Not only has Apple proceeded to do precisely those things, the company may be preparing to make yet another massive pivot in video streaming.
Apple needs quantity now
Apple TV+ thus far has only featured exclusive content that Apple has spent years and billions of dollars developing. But building up a catalog of original content takes a long time, and the service's offerings are fairly sparse compared to the competition. Disney (NYSE:DIS) has literal decades' worth of shows and movies that are included in Disney+, which launched around the same time as Apple TV+ last year.
It already seemed that the iPhone maker recognized that Apple TV+ was not particularly competitive, which is why it's been giving away a free year of service bundled with certain hardware purchases. Apple TV+ normally costs $5 per month, but even that's a tough sell compared to Disney+'s price of $7 per month given how much more you get from the latter platform.
In an effort to compensate for the lack of quantity, Apple is reportedly acquiring older licensed content to include in Apple TV+, according to AdAge and Bloomberg. Cue had said last year that the focus would initially be on quality over quantity, but quality alone might not be enough to compete in the video-streaming wars, even with A-list talent like Chris Evans or Jennifer Aniston.
We're not talking about any major blockbuster franchises, according to the report. Cultural mainstays like Friends or The Office can fetch licensing fees in the hundreds of millions. Streaming leader Netflix initially started off with licensed content before expanding into original content early on.
A changing landscape
More broadly, there has been a shift in the streaming landscape, as just about every media company is pulling back on licensing content to third-party services in order to keep those shows and movies exclusive to their own streaming platforms that have either already launched or are about to debut.
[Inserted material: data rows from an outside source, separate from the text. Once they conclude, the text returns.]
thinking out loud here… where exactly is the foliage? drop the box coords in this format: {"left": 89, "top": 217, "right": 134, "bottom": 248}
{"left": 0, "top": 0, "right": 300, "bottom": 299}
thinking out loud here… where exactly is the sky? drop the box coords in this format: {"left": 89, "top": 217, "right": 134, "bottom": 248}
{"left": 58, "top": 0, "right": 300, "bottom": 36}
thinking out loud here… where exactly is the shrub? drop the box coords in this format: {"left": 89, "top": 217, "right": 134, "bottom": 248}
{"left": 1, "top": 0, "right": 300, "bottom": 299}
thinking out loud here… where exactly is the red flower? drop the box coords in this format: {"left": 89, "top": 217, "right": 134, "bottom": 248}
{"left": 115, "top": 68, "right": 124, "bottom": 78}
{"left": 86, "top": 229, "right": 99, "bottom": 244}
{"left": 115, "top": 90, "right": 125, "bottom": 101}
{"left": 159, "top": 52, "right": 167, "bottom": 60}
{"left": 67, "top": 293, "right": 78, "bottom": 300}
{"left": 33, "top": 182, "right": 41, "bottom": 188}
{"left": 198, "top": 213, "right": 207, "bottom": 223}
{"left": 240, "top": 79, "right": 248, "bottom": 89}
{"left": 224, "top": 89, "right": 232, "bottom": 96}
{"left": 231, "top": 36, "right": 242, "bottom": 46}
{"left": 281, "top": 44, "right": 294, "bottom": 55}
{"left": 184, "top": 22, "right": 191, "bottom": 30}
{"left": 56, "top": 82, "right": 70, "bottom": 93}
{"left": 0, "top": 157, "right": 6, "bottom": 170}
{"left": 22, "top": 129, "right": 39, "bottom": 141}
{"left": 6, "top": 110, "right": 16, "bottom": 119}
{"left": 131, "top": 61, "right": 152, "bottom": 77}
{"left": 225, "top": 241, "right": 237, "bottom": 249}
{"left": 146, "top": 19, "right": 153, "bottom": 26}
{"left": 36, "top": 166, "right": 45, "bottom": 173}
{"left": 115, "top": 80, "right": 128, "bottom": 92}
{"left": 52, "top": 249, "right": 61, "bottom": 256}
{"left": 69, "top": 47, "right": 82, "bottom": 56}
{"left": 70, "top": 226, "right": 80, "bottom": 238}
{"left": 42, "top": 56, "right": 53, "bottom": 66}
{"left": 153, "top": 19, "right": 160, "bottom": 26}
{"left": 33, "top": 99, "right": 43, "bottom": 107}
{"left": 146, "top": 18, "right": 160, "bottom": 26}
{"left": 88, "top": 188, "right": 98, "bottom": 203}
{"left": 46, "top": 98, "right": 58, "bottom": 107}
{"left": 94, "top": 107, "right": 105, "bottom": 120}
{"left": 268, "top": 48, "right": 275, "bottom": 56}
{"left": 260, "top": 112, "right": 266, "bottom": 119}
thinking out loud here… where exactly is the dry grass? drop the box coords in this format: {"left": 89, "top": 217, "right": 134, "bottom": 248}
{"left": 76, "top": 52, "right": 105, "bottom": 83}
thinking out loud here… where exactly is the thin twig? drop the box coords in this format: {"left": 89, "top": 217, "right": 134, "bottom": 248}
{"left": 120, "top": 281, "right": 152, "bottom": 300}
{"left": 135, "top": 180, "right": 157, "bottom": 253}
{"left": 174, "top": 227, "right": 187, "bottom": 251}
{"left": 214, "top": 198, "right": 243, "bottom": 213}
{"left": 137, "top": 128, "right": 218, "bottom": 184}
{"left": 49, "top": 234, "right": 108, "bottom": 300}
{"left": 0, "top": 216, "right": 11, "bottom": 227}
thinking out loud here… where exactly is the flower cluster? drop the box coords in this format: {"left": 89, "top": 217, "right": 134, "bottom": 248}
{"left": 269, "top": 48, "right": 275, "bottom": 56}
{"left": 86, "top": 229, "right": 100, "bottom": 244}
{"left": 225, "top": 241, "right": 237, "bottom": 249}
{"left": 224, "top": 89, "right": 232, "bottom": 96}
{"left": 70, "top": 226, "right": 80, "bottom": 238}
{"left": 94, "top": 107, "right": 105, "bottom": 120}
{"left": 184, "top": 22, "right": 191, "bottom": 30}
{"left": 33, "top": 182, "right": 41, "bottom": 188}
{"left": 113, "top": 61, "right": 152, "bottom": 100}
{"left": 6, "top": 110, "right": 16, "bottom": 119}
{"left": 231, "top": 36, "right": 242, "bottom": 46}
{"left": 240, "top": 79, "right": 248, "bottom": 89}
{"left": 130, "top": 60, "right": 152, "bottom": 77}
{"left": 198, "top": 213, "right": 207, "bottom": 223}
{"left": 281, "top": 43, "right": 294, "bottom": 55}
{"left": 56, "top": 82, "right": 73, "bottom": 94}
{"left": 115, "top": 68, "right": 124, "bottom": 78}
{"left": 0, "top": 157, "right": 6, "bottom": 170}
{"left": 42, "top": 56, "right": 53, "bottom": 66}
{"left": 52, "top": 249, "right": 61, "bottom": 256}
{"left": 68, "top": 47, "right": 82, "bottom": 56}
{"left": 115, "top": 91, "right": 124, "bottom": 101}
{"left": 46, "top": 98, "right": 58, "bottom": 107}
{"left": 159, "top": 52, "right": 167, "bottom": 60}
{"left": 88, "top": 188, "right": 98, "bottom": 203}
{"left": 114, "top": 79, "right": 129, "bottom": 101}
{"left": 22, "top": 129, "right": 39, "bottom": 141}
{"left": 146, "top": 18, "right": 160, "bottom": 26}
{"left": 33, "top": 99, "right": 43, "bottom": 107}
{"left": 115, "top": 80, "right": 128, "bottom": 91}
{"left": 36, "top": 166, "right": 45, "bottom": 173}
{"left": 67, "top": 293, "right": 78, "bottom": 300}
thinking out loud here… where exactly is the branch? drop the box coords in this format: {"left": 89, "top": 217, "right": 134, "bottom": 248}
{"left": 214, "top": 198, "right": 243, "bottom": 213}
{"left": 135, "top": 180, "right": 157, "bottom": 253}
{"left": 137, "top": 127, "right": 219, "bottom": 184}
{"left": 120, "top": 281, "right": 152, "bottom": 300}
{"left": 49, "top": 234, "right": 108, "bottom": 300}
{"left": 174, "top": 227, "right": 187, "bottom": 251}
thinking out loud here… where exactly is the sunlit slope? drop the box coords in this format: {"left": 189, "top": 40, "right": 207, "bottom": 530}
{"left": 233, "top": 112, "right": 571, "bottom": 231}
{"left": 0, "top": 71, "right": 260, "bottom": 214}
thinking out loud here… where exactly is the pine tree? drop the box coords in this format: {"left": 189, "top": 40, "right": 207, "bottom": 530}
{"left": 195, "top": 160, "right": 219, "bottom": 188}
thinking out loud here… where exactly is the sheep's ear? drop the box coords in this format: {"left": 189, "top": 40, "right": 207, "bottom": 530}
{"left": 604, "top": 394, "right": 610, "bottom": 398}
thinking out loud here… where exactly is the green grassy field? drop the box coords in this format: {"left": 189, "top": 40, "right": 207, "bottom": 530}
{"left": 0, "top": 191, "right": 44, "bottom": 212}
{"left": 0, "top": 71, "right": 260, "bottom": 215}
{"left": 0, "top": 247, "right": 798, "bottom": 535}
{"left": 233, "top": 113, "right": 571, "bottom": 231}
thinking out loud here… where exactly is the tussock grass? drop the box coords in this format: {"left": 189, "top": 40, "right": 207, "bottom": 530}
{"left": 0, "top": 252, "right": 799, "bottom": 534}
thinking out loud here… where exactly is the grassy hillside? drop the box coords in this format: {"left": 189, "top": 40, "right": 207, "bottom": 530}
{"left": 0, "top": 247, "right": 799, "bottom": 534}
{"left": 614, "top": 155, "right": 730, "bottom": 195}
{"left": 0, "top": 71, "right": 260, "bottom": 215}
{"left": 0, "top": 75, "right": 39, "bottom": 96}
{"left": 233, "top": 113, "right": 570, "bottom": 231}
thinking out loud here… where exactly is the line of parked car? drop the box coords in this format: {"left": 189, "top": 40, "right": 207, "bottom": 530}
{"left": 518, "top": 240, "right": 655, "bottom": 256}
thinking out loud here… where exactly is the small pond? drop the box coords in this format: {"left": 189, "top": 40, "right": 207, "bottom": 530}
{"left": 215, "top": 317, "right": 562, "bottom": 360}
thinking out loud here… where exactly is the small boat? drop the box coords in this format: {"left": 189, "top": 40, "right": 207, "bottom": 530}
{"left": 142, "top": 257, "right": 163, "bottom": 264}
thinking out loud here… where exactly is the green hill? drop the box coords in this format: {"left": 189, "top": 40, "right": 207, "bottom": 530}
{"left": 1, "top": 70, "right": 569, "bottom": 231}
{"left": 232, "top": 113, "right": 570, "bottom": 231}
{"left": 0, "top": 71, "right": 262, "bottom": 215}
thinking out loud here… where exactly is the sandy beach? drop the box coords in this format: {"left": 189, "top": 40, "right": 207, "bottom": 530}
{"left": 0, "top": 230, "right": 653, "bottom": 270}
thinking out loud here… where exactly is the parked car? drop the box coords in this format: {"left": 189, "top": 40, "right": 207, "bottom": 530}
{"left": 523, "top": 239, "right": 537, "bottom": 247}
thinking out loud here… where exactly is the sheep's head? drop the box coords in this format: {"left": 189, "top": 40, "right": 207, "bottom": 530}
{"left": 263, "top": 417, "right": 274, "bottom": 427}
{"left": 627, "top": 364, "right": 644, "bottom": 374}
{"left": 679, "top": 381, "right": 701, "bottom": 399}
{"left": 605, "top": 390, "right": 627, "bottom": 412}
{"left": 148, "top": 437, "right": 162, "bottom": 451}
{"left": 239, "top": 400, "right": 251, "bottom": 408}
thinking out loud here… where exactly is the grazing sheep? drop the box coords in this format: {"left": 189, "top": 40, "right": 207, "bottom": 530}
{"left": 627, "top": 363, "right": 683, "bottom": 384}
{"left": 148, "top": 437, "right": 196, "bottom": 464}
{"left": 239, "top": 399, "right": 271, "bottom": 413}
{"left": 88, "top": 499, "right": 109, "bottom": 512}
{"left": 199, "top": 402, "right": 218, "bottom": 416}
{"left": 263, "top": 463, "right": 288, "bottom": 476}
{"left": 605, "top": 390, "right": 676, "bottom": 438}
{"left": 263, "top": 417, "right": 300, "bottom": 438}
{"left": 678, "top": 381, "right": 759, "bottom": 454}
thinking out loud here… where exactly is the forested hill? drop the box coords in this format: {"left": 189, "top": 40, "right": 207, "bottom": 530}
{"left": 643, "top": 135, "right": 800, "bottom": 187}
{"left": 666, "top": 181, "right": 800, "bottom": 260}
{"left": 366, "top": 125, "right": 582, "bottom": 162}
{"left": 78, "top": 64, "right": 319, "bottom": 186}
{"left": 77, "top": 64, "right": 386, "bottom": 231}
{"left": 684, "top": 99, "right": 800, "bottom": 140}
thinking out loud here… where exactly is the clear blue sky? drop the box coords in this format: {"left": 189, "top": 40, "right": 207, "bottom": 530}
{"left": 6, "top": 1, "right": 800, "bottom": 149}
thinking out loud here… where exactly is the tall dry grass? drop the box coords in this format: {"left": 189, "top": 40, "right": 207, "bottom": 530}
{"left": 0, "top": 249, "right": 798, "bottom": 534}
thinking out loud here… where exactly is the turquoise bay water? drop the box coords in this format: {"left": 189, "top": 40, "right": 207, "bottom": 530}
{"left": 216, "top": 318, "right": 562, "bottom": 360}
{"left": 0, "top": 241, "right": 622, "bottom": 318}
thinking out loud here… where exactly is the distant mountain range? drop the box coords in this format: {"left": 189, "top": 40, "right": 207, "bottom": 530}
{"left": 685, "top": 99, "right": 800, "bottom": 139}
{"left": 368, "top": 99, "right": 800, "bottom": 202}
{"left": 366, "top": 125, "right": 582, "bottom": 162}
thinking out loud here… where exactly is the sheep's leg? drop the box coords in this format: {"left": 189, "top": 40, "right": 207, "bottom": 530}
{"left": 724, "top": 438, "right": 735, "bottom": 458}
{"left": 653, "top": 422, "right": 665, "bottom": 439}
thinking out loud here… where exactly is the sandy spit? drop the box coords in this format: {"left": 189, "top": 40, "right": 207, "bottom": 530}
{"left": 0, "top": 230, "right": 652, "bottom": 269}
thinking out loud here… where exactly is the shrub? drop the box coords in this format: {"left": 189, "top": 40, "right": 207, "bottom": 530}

Comcast's (NASDAQ:CMCS.A) Peacock service launches broadly this summer, which will eventually be the exclusive streaming home to NBC shows like The Office once existing licensing agreements expire. Despite using an ad-free model, Disney+ ran a one-time promotion at launch for Lionsgate's Starz as a concession in order to get the streaming rights back for its own movies, most notably Star Wars installments.
Ever since Apple emerged as a prominent buyer in Hollywood in recent years, the price for original content has been climbing higher. With the market for licensed content contracting, Apple might be able to score more stuff to watch for reasonable licensing fees. Will it be enough to get people to actually pay for Apple TV+ out of pocket?